Q&A with Stan Franklin on risks from AI
[Click here to see a list of all interviews]
I am emailing experts in order to raise and estimate the academic awareness and perception of risks from AI.
Stan Franklin, Professor, Computer Science
W. Harry Feinstone Interdisciplinary Research Professor
Institute for Intelligent Systems
FedEx Institute of Technology
The University of Memphis
The Interview:
Q: What probability do you assign to the possibility of us being wiped out by badly done AI?
Stan Franklin: On the basis of current evidence, I estimate that probability as being tiny. However, the cost would be so high, that the expectation is really difficult to estimate.
Q: What probability do you assign to the possibility of a human level AI, respectively sub-human level AI, to self-modify its way up to massive superhuman intelligence within a matter of hours or days?

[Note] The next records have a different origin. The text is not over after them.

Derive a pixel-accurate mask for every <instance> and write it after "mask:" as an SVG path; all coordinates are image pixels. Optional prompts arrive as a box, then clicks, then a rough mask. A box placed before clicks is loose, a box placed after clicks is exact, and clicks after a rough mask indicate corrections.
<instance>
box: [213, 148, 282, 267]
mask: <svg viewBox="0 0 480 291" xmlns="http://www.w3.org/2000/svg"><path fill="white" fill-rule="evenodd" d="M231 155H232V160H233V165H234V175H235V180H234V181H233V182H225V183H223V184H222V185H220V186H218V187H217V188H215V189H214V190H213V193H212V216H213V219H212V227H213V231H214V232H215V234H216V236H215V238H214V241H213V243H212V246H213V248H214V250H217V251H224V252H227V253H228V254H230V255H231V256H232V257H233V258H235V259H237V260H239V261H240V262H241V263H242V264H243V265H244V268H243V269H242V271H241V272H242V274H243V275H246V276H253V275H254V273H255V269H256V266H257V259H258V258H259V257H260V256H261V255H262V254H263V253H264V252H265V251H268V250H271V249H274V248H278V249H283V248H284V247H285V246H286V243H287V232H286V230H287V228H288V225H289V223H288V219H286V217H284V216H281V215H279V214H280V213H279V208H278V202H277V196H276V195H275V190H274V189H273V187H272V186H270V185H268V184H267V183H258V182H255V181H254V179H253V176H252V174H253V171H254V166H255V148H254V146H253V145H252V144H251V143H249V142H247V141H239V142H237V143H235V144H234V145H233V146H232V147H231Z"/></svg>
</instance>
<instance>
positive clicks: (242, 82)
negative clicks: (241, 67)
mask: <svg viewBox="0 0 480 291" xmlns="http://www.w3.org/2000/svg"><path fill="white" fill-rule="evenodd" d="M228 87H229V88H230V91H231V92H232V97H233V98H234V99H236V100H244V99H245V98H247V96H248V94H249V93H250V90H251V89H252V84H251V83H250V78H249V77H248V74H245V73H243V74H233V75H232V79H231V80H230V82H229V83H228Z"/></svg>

Stan Franklin: Essentially zero in such a time frame. A lengthy developmental period would be required. You might want to investigate the work of the IEEE Technical Committee on Autonomous Mental Development.
Q: Is it important to figure out how to make AI provably friendly to us and our values (non-dangerous), before attempting to solve artificial general intelligence?
Stan Franklin: Proofs occur only in mathematics. Concern about the “friendliness” of AGI agents, or the lack thereof, has been present since the very inception of AGI. The 2006 workshop <http://www.agiri.org/forum/index.php?act=ST&f=21&t=23>, perhaps the first organized event devoted to AGI, included a panel session entitled How do we more greatly ensure responsible AGI? Video available at <http://video.google.com/videoplay?docid=5060147993569028388> (There’s also a video of my keynote address.) I suspect we’re not close enough to achieving AGI to be overly concerned yet. But that doesn’t mean we shouldn’t think about it. The day may well come.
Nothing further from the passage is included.